В Европе литература числилась в ряду свободных искусств и, подобно им, составляла род ремесла. Начиная с Ренессанса, искусный поэт, как и искусный художник, предлагал свои услуги «потентату», менял меценатов в зависимости от выгод, которые ему сулило пребывание при том или ином дворе. На хранящейся в Эрмитаже картине Тьеполо «Меценат представляет Августу свободные искусства» капризный тиран развалился на троне, вельможа Меценат с брезгливой гримасой показывает ему на угодливо расположившихся у подножья его престола живопись, музыку и др. в образах придворных дам, склонившихся в глубоких реверансах. А над всей группой возвышается Гомер — грязный и ободранный слепой старик с мальчиком-поводырем. Оба они также выражают позами готовность развлекать цезаря своим искусством.
Конечно, было и искусство бунтарское, приводящее на эшафот. Искусство, как и наука, имело своих мучеников. Но противопоставление поэзии как высокого занятия другим видам художественной деятельности Европе неизвестно. Между тем именно это было характерно для послепетровской культуры России. Если занятия живописью, музыкой, архитектурой или ваянием в России XVIII — начала XIX века осознаются как профессии и ремесла и в этом качестве передаются или наемным иностранцам, или выученным ими крепостным интеллигентам, то поэзия — не ремесло, а призвание, не профессия, а дар свыше. Она становится на освободившееся место божественного Слова. Высший общественный авторитет передается Слову человеческому.
С этим связано то преувеличенное значение, которое придается в русской культуре XVIII — начала XIX века поэтическому Слову. Утверждение, что поэт — пророк истины, а поэзия — язык богов, бывшее в западной культурной традиции чаще всего стершейся метафорой, которой придавали не больше реального значения, чем «амурам», «стрелам любви» или «богиням красоты», в России воспринималось буквально.
Но представление о том, что поэзия — не профессия, не источник существования, не игра или забава, а миссия, ко многому обязывало. За высокий авторитет надо было дорого платить. В средние века вместилищем, «сосудом божественного Слова», мог быть не всякий — только строгая, святая жизнь, вплоть до мученичества, давала право на боговдохновенное Слово. В новой, полностью мирской, человеческой культуре XVIII — начала XIX века это представление о том, что право на Слово покупается столь высокой ценой, сохранилось.

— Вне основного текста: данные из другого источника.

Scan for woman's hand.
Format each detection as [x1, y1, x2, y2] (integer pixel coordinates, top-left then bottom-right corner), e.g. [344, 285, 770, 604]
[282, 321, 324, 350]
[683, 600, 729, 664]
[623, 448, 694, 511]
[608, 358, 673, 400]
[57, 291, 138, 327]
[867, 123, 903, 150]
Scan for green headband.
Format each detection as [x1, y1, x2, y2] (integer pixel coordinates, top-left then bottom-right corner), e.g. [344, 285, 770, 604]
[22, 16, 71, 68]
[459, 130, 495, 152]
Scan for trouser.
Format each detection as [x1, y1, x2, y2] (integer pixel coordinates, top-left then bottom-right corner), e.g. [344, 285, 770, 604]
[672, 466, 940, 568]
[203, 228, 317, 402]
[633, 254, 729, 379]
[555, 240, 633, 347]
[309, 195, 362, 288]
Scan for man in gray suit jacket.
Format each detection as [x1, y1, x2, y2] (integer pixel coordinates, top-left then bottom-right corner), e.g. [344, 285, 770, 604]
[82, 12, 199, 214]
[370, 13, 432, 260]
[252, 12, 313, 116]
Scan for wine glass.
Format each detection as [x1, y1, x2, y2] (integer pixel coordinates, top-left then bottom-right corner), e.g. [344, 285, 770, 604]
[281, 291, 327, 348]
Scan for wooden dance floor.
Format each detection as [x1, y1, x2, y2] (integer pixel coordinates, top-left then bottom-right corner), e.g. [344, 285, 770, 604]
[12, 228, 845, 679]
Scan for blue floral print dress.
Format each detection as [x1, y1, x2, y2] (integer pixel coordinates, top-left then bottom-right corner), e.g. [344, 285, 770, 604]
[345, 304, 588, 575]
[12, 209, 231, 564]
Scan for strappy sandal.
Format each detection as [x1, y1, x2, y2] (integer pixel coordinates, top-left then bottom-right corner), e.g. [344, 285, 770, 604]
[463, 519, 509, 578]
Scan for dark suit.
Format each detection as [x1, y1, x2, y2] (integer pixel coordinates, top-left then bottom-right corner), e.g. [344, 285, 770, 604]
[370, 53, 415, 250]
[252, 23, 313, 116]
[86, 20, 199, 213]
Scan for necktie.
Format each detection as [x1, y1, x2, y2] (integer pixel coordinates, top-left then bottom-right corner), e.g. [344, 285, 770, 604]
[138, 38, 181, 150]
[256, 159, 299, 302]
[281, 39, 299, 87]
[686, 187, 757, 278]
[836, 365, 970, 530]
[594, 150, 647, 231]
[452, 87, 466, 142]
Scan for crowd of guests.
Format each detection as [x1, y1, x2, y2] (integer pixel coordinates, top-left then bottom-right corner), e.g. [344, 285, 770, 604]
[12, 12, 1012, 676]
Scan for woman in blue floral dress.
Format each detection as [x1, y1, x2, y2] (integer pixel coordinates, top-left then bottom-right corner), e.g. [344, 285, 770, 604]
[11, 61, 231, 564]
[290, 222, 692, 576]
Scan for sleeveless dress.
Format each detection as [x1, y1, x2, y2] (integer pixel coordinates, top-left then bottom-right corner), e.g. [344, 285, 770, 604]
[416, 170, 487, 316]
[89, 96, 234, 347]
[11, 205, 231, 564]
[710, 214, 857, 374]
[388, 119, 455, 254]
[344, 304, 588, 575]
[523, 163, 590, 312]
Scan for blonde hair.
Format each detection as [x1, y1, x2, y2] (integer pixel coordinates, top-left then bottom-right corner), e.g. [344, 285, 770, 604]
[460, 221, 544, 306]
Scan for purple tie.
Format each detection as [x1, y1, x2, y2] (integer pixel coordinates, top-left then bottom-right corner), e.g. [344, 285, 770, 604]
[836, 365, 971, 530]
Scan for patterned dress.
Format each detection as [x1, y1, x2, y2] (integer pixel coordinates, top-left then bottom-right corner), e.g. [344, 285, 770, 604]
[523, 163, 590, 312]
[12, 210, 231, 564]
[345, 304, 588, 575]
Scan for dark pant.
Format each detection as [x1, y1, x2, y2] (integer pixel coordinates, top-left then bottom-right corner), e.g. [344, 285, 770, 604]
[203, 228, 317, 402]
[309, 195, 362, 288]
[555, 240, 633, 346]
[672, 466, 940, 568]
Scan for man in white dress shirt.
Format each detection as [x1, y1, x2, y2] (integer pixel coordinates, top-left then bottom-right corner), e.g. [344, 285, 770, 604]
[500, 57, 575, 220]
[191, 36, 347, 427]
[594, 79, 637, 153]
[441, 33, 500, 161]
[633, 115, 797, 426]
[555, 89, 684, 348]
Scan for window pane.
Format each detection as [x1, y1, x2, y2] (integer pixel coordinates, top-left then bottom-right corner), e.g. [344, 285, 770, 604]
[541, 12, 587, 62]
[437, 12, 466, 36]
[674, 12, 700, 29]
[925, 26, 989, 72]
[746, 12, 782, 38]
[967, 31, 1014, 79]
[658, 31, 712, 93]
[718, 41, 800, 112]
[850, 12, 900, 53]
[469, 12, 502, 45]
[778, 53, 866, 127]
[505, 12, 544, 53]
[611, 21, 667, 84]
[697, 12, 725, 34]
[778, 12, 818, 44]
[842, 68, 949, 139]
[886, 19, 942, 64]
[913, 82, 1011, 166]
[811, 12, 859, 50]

В западной культурной традиции XVIII века текст мыслился как отделенный от автора. Враги упрекали Вольтера во многих человеческих слабостях, смешных, а иногда и жалких поступках, но это не вредило ни его славе, ни его высокой общественной роли единоборца с предрассудками. Жизнь Вольтера воспринималась как легкая интермедия, которая дается в промежутках между сценами высокой трагедии его гения. Недоброжелатели могли бросить Руссо упрек в том, что он, автор глубоких и темпераментно изложенных педагогических идей, отдавал своих детей в воспитательные дома и никогда не интересовался их дальнейшей судьбой. Но читатель «Эмиля» никогда не отбрасывал книги со словами: «Не верьте этому человеку: он проповедует одно, а делает другое!»